Das Foto irritiert. Wir sehen einen Frauenakt von hinten und gleichzeitig ein Stillleben. Denn die nackte Frau sitzt auf einem Tisch. Genauer: Auf einem großen Laib Brot, der auf einer silbernen Platte auf einem mit einer Decke geschmückten Tisch liegt. Die Dame greift nach einem gläsernen Krug, der nur halb ins Bild ragt. Teller gibt es keine, dafür einen Salatkopf (?) sowie einige Gabeln und Löffel. Auf der Wand im Hintergrund zeichnet sich der doppelte Schatten der Nackten ab und verrät, dass der Fotograf John K. mit zwei Lampen gearbeitet hat. Aus heutiger Sicht wirken die Schatten eher amateurhaft, doch sind sie wohl dem Zeitgeist geschuldet: Das Foto wurde wahrscheinlich zwischen 1959 und 1976 aufgenommen und erinnert an die dramatische Ästhetik von alten Hollywood-Fotos.

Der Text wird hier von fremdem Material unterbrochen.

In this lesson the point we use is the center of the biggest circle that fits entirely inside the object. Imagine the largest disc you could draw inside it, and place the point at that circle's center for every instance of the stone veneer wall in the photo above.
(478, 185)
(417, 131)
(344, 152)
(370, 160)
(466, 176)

Das Bild stammt aus einer ganzen Reihe sehr ähnlicher Aufnahmen, die noch bis zum 13. Februar in der Ausstellung “Sitting” in der Galerie Susanne Zander zu sehen ist. Wie der Name verrät, sehen wir dabei größtenteils nackte Frauen, die auf irgendetwas sitzen: Mal sind es Nahrungsmittel wie eben Brot, ein Kürbis oder eine Wassermelone, oder es sind Einrichtungsgegenstände wie ein Kissen, eine Stuhllehne oder ein Nachttopf. Aber es gibt auch Fotos von liegenden oder stehenden Frauen, z.B. vor einem (erbärmlich geschmückten) Weihnachtsbaum.

Verwendet hat John K. die Fotos teilweise als Vorlagen für Gemälde, womit sie beispielsweise an die Fotografien von Robert Longo, die 2009 in dem Buch Men in the Cities erschienen sind, oder Andy Warhols Polaroids erinnern. Dennoch haben sie einen ganz eigenen sprichwörtlichen Reiz: John K.s Umgang mit diesem Fetisch, der zweifelsohne erotisch ist und dennoch gleichzeitig ein absurdes Kopfkino auslöst, sowie die Inszenierungen, die zwischen präzise-liebevoll und nachlässig-schlampig pendelt, verleihen ihnen etwas sehr ambivalentes: Für Amateurfotografien sind sie zu gut und für professionelle Fotos zu schlecht. Das Spiel mit den Genres und der eindeutigen und dennoch fast beiläufigen Erotik machen die Aufnahmen für mich jedenfalls viel viel interessanter als 95 Prozent der üblichen langweiligen Aktfotografie. Und das ist doch schon mal was.